Deux d'entre eux ont été victimes de sévices sexuels", déclare Gaëtan Mootoo, chercheur sur l'Afrique de l'Ouest à Amnesty, cité dans le texte.
 
"Certains ont été détenus pendant plusieurs mois sans pouvoir contacter leurs proches ni accéder à des avocats", ajoute-t-il.

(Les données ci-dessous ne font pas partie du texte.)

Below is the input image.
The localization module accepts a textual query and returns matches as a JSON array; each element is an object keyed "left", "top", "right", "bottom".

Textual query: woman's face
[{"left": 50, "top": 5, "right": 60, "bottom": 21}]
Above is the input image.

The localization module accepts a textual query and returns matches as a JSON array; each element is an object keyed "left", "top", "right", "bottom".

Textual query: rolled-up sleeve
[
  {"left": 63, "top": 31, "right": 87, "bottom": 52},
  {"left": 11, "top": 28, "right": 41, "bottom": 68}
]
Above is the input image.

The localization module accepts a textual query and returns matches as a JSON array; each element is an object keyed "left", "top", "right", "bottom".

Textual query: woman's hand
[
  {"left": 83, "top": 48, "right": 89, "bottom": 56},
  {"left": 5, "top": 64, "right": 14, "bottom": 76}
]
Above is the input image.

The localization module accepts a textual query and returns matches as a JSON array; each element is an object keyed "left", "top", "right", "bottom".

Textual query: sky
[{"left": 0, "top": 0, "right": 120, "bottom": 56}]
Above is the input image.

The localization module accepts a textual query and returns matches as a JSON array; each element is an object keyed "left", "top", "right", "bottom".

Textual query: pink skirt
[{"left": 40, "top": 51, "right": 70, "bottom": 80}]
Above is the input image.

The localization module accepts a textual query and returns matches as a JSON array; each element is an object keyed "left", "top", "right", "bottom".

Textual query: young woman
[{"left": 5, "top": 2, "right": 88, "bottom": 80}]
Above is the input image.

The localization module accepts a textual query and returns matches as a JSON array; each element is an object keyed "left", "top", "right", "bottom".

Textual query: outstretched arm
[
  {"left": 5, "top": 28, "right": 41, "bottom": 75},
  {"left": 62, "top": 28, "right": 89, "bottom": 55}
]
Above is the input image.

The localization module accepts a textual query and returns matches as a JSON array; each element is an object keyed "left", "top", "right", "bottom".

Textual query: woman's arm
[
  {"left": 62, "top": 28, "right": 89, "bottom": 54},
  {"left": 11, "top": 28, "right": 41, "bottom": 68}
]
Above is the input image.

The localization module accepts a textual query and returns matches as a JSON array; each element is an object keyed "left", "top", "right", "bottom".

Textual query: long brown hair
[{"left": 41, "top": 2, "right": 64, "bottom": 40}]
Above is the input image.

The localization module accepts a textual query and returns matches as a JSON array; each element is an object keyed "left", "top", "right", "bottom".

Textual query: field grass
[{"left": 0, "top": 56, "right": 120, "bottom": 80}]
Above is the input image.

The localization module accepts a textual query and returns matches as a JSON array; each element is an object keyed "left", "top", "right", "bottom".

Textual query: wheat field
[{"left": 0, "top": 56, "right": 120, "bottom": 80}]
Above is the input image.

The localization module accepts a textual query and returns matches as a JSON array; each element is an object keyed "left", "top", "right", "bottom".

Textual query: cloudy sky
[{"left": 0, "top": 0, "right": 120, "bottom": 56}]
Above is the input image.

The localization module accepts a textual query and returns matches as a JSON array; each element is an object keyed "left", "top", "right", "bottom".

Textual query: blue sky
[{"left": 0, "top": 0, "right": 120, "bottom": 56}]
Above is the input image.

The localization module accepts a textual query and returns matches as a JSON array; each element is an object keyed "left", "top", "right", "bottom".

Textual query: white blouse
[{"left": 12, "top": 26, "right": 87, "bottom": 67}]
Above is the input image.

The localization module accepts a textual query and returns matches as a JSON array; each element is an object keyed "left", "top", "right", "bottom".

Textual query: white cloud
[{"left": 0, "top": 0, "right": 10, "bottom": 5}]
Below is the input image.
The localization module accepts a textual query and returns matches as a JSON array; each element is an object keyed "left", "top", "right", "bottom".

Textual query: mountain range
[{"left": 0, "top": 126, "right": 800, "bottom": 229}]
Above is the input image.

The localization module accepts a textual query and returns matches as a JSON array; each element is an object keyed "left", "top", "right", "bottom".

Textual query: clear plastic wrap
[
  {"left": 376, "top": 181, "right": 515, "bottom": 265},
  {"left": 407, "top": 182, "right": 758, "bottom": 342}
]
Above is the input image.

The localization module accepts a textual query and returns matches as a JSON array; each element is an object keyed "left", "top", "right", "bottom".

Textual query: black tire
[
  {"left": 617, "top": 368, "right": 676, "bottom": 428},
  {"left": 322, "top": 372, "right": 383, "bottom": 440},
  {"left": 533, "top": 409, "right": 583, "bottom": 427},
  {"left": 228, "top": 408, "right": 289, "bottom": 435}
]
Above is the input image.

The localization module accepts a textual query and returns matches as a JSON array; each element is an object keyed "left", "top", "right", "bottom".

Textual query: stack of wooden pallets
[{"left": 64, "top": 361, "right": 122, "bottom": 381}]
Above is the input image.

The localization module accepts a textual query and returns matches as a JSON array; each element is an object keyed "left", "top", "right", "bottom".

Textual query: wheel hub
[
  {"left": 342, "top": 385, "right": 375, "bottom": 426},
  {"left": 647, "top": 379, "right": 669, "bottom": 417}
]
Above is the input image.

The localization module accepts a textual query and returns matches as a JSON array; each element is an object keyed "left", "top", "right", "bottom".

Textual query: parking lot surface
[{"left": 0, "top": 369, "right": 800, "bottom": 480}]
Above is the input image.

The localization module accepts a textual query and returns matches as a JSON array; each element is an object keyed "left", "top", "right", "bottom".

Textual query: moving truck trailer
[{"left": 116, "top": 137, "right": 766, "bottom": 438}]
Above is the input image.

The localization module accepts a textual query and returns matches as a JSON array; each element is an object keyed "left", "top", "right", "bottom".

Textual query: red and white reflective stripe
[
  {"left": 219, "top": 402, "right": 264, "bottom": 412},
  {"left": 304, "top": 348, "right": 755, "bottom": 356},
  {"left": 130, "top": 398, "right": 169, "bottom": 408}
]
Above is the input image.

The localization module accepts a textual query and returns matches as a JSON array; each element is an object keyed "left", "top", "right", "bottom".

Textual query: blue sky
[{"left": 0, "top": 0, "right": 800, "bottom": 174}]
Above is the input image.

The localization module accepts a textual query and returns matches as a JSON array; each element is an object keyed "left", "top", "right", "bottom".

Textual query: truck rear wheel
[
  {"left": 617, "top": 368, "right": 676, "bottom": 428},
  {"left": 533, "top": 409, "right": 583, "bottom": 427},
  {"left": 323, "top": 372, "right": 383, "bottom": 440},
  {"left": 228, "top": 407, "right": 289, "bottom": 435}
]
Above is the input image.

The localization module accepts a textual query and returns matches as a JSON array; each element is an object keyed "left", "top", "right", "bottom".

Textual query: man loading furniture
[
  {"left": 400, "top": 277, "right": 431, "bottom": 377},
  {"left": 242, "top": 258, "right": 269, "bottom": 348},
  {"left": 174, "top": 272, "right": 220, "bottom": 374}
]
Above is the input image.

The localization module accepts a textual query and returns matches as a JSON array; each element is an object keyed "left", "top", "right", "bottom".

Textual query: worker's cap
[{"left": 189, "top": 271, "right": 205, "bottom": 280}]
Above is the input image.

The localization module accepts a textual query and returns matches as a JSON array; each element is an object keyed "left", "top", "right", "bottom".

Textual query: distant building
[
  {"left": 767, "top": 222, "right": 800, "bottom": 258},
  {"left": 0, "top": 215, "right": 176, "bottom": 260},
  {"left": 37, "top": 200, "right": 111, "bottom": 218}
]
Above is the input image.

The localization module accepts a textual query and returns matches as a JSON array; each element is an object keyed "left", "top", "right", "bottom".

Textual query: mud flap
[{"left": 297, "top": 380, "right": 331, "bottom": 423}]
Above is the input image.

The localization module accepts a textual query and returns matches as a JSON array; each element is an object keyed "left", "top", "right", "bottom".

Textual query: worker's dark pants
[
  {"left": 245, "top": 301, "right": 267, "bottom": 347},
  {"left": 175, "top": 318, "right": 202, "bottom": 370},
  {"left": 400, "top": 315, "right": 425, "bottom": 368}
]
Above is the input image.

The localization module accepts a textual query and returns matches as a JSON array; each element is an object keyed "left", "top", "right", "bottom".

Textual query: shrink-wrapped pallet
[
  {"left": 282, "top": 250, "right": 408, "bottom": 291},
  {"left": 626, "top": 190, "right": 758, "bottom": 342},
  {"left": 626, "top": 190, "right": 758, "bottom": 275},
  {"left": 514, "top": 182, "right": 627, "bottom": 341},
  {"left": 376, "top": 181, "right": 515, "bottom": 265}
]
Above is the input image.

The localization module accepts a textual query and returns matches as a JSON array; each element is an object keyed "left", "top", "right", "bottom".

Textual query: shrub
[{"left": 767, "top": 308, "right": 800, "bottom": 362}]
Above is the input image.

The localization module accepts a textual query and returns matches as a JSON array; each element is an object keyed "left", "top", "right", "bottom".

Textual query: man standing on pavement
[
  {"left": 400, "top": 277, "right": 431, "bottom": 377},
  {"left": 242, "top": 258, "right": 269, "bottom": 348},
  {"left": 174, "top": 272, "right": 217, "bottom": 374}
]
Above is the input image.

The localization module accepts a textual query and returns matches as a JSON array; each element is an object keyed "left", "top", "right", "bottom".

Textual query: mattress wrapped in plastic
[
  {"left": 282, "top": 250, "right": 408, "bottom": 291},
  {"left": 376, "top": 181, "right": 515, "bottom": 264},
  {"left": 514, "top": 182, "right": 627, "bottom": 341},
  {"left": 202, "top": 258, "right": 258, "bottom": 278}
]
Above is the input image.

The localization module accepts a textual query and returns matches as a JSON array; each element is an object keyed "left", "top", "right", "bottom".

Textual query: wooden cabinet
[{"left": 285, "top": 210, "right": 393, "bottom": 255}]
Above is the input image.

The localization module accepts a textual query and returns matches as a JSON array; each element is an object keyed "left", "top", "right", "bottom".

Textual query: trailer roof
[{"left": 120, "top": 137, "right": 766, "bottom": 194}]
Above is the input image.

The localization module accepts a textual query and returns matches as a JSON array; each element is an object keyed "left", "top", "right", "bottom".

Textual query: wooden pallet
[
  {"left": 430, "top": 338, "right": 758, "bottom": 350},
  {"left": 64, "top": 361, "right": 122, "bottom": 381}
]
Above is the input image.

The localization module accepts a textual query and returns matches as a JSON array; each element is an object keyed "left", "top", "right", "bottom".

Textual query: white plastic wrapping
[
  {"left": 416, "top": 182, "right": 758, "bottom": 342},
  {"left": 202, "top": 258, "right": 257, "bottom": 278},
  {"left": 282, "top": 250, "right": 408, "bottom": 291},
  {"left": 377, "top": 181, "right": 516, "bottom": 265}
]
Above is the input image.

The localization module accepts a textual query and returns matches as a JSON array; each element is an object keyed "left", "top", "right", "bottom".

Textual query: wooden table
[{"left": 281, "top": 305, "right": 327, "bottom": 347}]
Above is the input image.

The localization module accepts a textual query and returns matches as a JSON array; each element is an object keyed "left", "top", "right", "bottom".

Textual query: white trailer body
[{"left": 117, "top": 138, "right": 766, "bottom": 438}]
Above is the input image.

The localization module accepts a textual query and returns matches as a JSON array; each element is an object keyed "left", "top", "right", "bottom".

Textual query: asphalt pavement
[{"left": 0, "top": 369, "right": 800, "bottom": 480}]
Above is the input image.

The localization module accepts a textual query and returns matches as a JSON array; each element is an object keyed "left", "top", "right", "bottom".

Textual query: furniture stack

Certains prisonniers placés dans "des lieux de détention non-reconnus comme tels à Abidjan" ont été remis en liberté "suite à des rançons versées à des membres de l'armée", rapporte l'ONG.
 
Ouattara sommé d'agir
 
"Bien que reconnaissant que le gouvernement ivoirien fait face à une vague d'attaques, nous craignons fortement que les arrestations et la répression en cours ne découlent d'une volonté de représailles et de vengeance", souligne M. Mootoo.
 
"Plus de 18 mois après l'arrestation de Laurent Gbagbo en avril 2011, il est grand temps pour le président Alassane Dramane Ouattara d'aller au-delà des promesses et de placer le respect des droits humains au sommet des priorités de son gouvernement", conclut-il.
 
Le gouvernement ivoirien est confronté depuis août à une vague d'attaques armées, notamment à Abidjan, qui ont entraîné le plus grave regain de tensions depuis la fin de la crise postélectorale de décembre 2010-avril 2011 ayant fait quelque 3000 morts.
 
Ces attaques ont été attribuées par le pouvoir à des fidèles de l'ex-président, ce que l'opposition récuse, et suivies d'arrestations de figures du camp Gbagbo.